To my knowledge, homeschooling is about 1-2% of the school age population, and I don't see it getting appreciably larger.
In reality, what people with intact families and any money at all used to do was move. First they moved out of the inner cities to the suburbs, and then from the inner suburbs way out to the "exurbs." Their exurban school districts have been largely pretty good, and many parents have been satisfied with them.
With No Child Left Behind, that is changing, because the quality of a district is *not* determined by the people who live there, who run the school district, or by the state, but is rather determined by the federal government. The federal government has for now defined about *half* the school districts in the entire country as "failing." In St. Louis, virtually *all* the St.

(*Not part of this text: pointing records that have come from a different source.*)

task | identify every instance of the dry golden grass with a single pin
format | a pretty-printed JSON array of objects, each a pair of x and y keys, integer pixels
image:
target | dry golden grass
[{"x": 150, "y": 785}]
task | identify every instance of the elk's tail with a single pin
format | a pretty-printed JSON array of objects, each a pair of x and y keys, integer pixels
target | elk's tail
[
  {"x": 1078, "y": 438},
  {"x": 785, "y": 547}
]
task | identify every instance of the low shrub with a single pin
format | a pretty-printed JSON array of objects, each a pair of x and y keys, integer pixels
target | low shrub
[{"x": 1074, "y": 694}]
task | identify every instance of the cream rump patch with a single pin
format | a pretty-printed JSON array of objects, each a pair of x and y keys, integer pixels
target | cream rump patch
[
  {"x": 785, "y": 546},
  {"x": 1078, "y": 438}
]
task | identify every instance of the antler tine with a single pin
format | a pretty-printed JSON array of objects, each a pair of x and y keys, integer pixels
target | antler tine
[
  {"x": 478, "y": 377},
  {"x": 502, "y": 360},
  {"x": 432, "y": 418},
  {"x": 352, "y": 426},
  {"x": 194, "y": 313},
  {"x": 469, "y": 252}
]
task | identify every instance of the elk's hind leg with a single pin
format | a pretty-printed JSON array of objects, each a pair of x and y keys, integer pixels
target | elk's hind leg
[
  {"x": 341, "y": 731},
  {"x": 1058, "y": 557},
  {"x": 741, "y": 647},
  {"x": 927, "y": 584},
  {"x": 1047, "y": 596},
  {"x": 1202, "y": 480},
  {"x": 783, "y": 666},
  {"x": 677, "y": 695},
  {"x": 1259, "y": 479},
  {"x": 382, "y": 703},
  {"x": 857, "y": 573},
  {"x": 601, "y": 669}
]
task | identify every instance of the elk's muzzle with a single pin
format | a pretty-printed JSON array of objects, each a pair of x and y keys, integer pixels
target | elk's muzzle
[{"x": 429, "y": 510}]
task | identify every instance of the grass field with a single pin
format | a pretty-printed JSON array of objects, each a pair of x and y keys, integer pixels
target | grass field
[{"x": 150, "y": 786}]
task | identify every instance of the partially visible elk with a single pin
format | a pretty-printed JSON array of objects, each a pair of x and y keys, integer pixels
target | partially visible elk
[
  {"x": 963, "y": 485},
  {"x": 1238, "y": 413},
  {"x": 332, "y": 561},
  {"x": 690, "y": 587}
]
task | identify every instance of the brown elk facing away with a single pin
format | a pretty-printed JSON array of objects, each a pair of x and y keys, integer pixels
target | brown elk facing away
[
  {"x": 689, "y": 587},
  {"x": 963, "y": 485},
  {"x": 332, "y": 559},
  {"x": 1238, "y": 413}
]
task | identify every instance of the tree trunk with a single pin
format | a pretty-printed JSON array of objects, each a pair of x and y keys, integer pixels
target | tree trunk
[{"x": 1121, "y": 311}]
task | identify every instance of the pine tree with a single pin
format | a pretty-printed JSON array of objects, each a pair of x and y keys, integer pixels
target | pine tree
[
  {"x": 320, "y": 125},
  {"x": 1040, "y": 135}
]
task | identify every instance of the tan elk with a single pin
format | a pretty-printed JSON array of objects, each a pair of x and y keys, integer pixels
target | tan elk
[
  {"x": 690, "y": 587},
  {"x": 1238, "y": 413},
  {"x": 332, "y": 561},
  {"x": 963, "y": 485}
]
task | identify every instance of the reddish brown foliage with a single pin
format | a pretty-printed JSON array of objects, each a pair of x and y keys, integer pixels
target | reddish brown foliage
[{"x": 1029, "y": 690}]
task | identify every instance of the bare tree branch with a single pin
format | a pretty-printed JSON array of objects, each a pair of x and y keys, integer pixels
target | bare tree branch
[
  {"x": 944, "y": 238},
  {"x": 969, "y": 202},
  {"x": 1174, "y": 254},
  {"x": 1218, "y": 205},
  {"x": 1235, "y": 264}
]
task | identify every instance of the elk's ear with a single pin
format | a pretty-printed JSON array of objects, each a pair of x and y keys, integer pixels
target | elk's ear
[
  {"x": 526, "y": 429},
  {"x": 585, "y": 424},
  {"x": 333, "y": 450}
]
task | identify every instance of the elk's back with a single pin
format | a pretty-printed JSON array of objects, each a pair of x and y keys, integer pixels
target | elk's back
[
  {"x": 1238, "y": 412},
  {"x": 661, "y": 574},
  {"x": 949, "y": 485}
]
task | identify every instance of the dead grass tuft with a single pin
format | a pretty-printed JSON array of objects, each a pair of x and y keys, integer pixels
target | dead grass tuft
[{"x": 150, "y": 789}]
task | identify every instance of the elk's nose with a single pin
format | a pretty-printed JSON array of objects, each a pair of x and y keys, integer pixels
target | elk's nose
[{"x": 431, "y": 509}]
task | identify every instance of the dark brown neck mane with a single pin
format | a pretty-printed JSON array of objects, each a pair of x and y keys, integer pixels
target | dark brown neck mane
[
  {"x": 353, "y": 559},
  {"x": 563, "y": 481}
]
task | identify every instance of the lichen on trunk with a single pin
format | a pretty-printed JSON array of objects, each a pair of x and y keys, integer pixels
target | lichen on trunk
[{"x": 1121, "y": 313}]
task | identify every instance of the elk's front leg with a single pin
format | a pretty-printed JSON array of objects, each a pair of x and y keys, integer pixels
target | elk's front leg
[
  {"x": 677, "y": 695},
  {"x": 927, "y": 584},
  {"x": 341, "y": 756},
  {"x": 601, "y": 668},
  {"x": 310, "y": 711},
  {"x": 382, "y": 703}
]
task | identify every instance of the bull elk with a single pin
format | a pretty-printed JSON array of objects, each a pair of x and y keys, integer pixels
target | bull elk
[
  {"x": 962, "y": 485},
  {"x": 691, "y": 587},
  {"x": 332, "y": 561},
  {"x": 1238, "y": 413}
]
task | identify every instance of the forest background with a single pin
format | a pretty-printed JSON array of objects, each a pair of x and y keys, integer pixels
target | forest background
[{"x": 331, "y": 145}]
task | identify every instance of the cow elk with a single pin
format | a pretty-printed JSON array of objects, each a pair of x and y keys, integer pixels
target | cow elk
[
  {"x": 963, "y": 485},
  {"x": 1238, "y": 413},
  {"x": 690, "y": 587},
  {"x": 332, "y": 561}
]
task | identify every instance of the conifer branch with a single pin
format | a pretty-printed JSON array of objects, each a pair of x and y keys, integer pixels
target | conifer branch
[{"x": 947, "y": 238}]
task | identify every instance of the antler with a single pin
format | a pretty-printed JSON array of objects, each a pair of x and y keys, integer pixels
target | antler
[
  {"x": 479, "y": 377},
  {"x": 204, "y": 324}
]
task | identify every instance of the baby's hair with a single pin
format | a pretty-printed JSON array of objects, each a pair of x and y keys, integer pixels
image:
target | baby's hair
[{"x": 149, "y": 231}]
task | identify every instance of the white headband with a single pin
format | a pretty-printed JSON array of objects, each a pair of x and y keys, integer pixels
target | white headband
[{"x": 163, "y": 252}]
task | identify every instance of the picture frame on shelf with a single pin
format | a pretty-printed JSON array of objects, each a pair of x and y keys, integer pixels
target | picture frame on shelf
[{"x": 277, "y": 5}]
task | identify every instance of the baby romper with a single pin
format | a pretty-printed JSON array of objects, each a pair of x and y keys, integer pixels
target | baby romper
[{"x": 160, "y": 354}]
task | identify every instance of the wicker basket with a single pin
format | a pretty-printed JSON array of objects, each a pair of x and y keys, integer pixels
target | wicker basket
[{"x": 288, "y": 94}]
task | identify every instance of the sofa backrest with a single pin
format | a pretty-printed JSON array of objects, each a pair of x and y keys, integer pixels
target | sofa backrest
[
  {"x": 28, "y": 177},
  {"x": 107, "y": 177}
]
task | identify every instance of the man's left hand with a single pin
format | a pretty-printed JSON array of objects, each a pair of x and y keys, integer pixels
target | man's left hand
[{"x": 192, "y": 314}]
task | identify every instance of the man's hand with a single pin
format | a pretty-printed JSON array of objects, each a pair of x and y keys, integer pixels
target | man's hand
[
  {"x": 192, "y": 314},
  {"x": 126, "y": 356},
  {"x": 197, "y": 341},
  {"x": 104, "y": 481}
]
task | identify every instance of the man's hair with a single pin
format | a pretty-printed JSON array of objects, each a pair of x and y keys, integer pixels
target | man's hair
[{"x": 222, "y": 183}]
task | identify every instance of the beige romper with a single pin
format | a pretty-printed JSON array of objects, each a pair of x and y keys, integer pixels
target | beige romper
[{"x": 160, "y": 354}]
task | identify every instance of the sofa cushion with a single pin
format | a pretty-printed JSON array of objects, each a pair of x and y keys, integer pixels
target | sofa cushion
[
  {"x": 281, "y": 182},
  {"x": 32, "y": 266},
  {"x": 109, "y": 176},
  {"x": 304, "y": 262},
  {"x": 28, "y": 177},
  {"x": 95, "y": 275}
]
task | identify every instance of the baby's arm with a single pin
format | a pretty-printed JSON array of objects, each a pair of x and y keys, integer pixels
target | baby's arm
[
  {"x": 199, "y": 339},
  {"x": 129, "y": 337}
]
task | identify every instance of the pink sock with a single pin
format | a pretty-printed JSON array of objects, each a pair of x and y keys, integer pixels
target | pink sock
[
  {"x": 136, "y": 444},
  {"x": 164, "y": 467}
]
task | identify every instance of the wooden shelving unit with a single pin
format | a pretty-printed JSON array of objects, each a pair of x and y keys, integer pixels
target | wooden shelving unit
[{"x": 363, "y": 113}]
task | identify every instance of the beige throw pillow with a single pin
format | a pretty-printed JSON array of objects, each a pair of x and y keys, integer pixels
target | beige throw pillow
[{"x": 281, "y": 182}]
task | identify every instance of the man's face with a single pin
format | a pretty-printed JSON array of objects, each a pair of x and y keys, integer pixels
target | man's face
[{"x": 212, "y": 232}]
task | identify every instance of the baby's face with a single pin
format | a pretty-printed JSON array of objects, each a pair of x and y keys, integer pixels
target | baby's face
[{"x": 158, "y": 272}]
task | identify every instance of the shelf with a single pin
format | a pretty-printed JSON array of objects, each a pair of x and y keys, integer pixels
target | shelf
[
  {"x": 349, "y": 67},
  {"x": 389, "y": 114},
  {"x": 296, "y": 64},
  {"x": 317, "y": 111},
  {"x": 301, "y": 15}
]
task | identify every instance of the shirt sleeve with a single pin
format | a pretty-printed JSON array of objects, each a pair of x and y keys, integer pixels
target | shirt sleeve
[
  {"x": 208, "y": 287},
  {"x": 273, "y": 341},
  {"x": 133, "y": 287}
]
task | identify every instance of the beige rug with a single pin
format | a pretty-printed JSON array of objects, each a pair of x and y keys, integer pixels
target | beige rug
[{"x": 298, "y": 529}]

Louis County (suburban) districts are now on the "watch list."
So it doesn't matter how far you move, anymore - as long as a district has an "identifiable sub-group" (either minority, or special education, or both), if that ISG doesn't get up to "proficient" standards, the district will be labelled "failing."
Just about every large exurban school district *will* have an ISG of special-ed students, and thus ultimately practically *every* district in the US will be considered "failing," if this nonsense continues.
People in the US by and large have shown themselves committed to public education - when they themselves have some control over it, especially in being able to buy a house in a good district.
Homeschooling has been one way for parents to control their children's education, but expecting everyone - especially parents who believe that a good public school education *is* best for their kids - to do it is unrealistic.